Çocuk mahkumların yaşadıkları: Bundan sonra biz doktorluk yapacakmışız, müdür öyle dedi. Hasta çocuklara ve mahkumlara önce biz bakacakmışız. Aç ağzını, öhö öhö de. Sırtını aç, nefes al. Sonra da yaslı gittim şen geldim, aç koynunu ben geldim.
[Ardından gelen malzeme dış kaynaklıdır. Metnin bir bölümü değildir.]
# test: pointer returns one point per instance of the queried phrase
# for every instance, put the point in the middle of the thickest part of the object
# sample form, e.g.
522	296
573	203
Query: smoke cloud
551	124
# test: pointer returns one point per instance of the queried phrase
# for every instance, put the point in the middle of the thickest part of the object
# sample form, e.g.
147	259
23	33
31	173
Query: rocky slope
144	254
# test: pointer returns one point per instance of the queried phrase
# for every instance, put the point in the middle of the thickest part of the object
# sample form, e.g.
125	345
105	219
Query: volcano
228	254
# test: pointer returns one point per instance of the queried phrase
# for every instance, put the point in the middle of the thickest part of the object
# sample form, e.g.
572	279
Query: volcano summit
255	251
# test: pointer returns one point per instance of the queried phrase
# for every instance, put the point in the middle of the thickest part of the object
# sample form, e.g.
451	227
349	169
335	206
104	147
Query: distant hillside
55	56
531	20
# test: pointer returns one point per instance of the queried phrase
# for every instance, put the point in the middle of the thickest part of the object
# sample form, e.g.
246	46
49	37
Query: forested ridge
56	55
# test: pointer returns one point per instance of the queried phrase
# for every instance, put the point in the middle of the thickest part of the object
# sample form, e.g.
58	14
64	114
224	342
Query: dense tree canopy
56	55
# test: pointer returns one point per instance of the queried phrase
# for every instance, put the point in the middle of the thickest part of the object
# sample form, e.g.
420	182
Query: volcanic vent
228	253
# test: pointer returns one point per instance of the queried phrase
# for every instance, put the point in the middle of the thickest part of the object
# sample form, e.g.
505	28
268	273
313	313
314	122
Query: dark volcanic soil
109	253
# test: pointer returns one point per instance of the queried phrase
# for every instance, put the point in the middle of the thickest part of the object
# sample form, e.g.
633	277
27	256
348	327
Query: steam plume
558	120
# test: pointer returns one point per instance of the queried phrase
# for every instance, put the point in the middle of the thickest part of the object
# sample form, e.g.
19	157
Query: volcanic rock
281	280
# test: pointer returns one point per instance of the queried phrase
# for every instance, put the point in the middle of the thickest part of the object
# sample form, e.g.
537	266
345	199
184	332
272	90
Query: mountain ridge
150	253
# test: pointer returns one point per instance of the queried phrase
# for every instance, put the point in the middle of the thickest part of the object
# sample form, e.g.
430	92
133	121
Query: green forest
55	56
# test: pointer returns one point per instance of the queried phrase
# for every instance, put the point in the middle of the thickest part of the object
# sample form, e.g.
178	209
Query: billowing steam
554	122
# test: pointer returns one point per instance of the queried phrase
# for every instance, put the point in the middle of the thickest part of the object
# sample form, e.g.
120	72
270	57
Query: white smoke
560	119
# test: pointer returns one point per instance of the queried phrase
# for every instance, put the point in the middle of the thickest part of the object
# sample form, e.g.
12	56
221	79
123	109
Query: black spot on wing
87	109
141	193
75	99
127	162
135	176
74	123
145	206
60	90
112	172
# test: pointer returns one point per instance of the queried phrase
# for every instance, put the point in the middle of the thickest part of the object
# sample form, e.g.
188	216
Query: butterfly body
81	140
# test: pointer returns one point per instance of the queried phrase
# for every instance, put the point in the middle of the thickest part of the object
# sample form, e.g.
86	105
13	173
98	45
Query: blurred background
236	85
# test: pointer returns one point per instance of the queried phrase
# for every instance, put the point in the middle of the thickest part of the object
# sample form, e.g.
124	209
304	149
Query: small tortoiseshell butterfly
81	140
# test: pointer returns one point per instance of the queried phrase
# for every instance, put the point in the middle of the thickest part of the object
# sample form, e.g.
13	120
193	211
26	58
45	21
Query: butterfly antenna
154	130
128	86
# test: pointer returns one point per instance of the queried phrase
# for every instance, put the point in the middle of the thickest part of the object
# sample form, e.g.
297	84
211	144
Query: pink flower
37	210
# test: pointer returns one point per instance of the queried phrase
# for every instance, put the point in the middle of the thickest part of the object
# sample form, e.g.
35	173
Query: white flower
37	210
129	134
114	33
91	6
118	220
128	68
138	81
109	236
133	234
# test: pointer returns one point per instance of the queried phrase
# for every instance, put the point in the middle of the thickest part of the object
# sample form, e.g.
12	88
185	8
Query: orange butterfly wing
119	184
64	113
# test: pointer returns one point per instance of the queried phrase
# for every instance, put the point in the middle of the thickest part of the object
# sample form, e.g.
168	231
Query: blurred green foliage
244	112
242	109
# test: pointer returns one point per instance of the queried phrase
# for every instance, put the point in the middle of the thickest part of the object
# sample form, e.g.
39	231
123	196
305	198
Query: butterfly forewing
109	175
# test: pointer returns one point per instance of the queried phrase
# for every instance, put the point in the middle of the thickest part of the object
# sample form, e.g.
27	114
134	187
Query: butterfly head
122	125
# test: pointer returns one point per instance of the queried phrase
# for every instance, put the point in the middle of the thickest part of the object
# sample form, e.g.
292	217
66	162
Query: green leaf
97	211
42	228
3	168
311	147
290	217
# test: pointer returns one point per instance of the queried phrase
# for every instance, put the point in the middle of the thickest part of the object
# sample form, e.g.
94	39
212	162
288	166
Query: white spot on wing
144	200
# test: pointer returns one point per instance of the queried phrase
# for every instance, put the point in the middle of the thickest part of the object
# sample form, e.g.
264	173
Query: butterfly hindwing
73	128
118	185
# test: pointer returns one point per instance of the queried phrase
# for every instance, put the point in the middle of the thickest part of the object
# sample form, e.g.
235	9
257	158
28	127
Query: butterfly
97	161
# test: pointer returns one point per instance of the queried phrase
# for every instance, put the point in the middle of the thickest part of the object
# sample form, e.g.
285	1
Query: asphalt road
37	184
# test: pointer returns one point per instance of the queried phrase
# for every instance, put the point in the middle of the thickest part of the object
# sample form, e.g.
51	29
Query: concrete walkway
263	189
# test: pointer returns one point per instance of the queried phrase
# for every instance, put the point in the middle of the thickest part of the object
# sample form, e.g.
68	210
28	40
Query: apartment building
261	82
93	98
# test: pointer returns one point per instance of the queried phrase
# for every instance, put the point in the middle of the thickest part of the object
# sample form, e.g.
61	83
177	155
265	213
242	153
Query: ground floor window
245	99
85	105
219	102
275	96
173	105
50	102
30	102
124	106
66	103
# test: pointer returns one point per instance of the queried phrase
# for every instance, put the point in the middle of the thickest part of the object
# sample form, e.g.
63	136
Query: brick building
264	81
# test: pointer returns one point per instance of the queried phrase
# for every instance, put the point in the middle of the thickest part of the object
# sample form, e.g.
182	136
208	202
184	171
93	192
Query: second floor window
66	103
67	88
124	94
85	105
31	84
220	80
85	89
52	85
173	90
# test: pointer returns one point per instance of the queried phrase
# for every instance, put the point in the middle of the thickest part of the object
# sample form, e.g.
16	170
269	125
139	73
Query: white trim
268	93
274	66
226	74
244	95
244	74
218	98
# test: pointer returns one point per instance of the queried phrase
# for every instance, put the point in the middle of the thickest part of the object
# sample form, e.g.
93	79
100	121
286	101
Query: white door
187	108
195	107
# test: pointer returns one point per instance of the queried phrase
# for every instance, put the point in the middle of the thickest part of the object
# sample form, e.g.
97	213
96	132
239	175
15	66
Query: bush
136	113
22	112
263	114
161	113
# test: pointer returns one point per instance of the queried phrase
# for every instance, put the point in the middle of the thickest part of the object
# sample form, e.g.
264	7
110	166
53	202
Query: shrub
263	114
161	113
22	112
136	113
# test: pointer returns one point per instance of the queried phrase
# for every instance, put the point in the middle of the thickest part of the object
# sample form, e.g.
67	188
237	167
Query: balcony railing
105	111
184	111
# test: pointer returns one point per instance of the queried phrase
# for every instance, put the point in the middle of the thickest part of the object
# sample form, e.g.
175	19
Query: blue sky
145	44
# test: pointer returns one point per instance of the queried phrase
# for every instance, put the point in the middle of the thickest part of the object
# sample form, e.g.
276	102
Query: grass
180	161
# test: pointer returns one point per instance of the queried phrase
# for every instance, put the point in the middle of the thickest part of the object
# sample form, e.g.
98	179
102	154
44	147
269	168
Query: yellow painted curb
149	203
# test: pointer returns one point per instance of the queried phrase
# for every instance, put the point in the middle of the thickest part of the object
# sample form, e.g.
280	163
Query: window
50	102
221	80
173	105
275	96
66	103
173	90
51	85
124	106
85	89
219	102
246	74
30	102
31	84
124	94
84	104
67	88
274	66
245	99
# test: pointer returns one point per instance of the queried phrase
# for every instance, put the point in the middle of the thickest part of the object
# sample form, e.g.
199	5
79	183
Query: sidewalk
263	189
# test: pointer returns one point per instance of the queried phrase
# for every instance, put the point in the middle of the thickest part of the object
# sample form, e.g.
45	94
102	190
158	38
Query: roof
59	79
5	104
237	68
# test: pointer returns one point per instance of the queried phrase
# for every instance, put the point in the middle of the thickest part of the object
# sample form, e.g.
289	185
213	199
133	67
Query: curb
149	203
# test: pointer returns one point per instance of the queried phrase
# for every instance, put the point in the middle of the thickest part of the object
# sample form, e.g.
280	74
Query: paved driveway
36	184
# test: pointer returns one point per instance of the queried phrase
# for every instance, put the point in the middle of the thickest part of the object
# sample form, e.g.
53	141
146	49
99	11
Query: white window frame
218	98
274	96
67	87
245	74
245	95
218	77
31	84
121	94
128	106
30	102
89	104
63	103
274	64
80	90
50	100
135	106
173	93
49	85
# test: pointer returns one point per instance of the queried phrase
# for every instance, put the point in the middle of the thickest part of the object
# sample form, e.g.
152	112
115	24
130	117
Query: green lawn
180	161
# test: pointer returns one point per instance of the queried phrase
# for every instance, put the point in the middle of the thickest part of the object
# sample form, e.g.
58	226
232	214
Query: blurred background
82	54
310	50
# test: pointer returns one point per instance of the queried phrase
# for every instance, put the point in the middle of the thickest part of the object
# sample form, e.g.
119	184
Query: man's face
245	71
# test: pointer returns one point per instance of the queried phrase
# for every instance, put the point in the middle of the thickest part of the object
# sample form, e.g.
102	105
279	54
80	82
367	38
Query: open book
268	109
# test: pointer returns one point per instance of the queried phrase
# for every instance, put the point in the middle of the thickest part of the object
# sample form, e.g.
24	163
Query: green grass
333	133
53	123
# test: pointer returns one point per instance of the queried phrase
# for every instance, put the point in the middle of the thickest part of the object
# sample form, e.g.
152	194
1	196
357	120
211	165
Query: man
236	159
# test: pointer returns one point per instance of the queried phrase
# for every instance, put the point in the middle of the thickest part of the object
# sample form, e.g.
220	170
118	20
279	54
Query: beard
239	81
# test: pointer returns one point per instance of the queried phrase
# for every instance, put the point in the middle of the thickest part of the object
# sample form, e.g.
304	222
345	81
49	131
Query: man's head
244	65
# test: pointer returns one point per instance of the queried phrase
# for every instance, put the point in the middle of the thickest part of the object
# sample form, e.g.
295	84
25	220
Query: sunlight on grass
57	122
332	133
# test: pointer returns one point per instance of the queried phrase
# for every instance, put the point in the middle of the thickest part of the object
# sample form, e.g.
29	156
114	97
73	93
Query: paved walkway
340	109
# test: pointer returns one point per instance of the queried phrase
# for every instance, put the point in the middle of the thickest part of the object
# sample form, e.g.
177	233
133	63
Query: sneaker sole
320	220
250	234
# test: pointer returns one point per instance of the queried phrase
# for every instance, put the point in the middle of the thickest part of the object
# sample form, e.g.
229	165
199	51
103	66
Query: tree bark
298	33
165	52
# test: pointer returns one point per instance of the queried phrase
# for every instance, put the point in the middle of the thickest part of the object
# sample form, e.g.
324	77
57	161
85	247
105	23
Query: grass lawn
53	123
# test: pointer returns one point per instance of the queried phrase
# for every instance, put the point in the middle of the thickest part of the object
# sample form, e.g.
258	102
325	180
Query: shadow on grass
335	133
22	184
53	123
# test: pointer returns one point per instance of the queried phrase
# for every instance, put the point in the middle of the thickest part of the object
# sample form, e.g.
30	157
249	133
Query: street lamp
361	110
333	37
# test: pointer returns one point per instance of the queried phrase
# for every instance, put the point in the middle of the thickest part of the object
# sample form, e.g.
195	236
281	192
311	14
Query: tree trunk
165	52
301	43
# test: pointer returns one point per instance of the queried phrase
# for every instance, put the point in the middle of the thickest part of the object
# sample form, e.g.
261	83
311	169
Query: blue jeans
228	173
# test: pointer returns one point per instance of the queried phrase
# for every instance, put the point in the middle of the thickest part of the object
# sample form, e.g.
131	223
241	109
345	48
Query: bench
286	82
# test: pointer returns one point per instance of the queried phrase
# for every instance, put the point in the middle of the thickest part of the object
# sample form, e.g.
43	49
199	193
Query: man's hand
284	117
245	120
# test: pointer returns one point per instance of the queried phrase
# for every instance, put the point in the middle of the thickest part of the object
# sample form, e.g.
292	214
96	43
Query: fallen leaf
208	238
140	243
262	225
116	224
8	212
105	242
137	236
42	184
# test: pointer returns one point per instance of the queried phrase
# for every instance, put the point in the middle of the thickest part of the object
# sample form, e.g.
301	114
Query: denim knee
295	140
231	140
Yaslı gitmiştik fakat şen gelmiştik. Nah şen gelmiştik. Bak, şu bebelerin haline bak! Bak! Bize askerdeyken öğretmişlerdi: Çıktık açık alınla on yılda her savaştan, şimdi de bebelere söyletiyorlar. Askerliğim biteli otuz sene oldu be, hala kıçımızda donumuz yok. Açık alınla çıkmıştık her savaştan, açık alınla. Nah çıkmıştık açık alınla her savaştan!
Çocuk Mahkumlar
Barry Levinson’ın yönetmenliğini yaptığı, 1996 Amerikan yapımı ”Sleepers” Türkiye’de ”Kardeş Gibiydiler” adı ile oynatılan filmde, 1960’lı yılların atmosferinde ”Hell’s Kitchen” da ilk gençlik dönemlerini yaşayan Shakes, Michael, John ve Tommy adlı dört arkadaş, Yaşlı hot dog (sosisli) satıcısının el arabasını şaka olsun diye kaçırır ve metro istasyonunun girişinde istenmeyen bir kazaya neden olurlar. New York’da bulunan Wilkenson Center Hapishanesi’nde bir yıllık cezalarını çekmeye başlarlar. Cezaevinde ki görevli gardiyanların şiddetine ve tecavüzlerine uğrayan arkadaşlar, on üç yıl sonraki intikam gününe kadar, yaşadıkları travmanın etkisinden kurtulamazlar. ”Bu filmde anlatılanlar, yaşanmış olayların yeniden hatırlanmasıdır. Onlar, kan, ateş ve gözyaşı içinde, duvarların karanlığında ışığı ve suyu aradılar. Bu filmi onlara, el yordamı ile ışığı ve suyu arayan küçük arkadaşlarıma adıyorum.” Seksenli yılların başında ”Duvar” filminin yönetmeni Yılmaz Güney, çocuk mahkumların yaşadıkları üzerine çevirdiği kamerası ile umudun yeşermeden soldurulmasına dikkatleri çekmiştir. Duvar filminde, gardiyan Ali Emmi (Tuncel Kurtiz), çocukların yaşadığı acılar karşısında dayanamaz ve gecenin karanlığına çığlığını bırakır:
Bundan sonra biz doktorluk yapacakmışız, müdür öyle dedi. Hasta çocuklara ve mahkumlara önce biz bakacakmışız. Aç ağzını, öhö öhö de. Sırtını aç, nefes al. Sonra da yaslı gittim şen geldim, aç koynunu ben geldim. Yaslı gitmiştik fakat şen gelmiştik. Nah şen gelmiştik. Bak, şu bebelerin haline bak! Bak! Bize askerdeyken öğretmişlerdi; ‘Çıktık açık alınla on yılda her savaştan’, şimdi de bebelere söyletiyorlar. Askerliğim biteli otuz sene oldu be, hala kıçımızda donumuz yok. Açık alınla çıkmıştık her savaştan, açık alınla. Nah çıkmıştık açık alınla her savaştan!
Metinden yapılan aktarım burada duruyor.